Les épreuves écrites ont lieu les mêmes jours et aux mêmes heures pour chaque branche. La durée en est fixée par le Ministre de l'Education Nationale. L'élève qui, sans excuse valable, ne répond pas à l'appel de son nom au moment de l'ouverture de l'examen écrit, est renvoyée à la session de l'année prochaine; en cas d'excuse dûment motivée, elle peut être autorisée par la commission à se présenter en automne, lors des épreuves d'ajournement. La candidate qui interrompt l'épreuve sera ou bien renvoyée à la session de l'année prochaine ou bien autorisée à achever, en cours de session, l'épreuve commencée. Dans ce dernier cas, les épreuves restantes auront lieu aux dates que la commission, après examen du motif de l'interruption, jugera convenir.

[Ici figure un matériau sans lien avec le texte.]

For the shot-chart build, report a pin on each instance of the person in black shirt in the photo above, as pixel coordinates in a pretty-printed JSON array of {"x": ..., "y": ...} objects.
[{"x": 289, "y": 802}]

Si le résultat des épreuves déjà subies entraîne l'échec de la candidate, cette décision est prise et communiquée incessamment à la candidate qui sera renvoyée à la session de l'année prochaine. La candidate qui, aux épreuves d'automne, est ajournée dans l'une ou l'autre branche pourra bénéficier seulement d'un délai d'ajournement limité dont la durée précise sera fixée par la commission. La fin des épreuves d'ajournement en automne marque la clôture de la session d'examen ouverte à la fin de l'année scolaire.

4.

Art. 11.

Les copies sont appréciées chacune par trois examinateurs désignés par le commissaire du Gouvernement, pour chaque branche, parmi les examinateurs des différentes commissions, d'après un ordre à fixer par le Ministre de l'Education Nationale. Immédiatement après leur remise, les copies sont mises en circulation par le directeur, ou à son défaut, le président de la commission, dans l'ordre fixé par le Ministre de l'Education Nationale. Le directeur remet les copies aux examinateurs. Toute communication entre les examinateurs d'une même branche en matière d'appréciation est formellement interdite. Les notes obtenues sont communiquées au commissaire qui établit la moyenne; en cas de notable divergence d'appréciation, le commissaire entend contradictoirement les examinateurs respectifs et soumet la question à la commission.

5.

Art. 13.

Les épreuves orales ont lieu devant la commission respective réunie pour autant que possible au complet. La durée en est fixée par le commissaire.

Art. II.

Notre Ministre de l'Education Nationale est chargé de l'exécution du présent règlement qui sera publié au Mémorial.

Palais de Luxembourg, le 5 mai 1962.

Pour la Grande-Duchesse:Son Lieutenant-ReprésentantJeanGrand-Duc héritier

Le Ministre de l'Education Nationale,Emile Schaus.

La consultation de ce document ne remplace pas la lecture du texte officiel publié au Mémorial du Grand-Duché de Luxembourg. Nous déclinons toute responsabilité pour d'éventuelles inexactitudes résultant de la conversion de l'original dans ce format.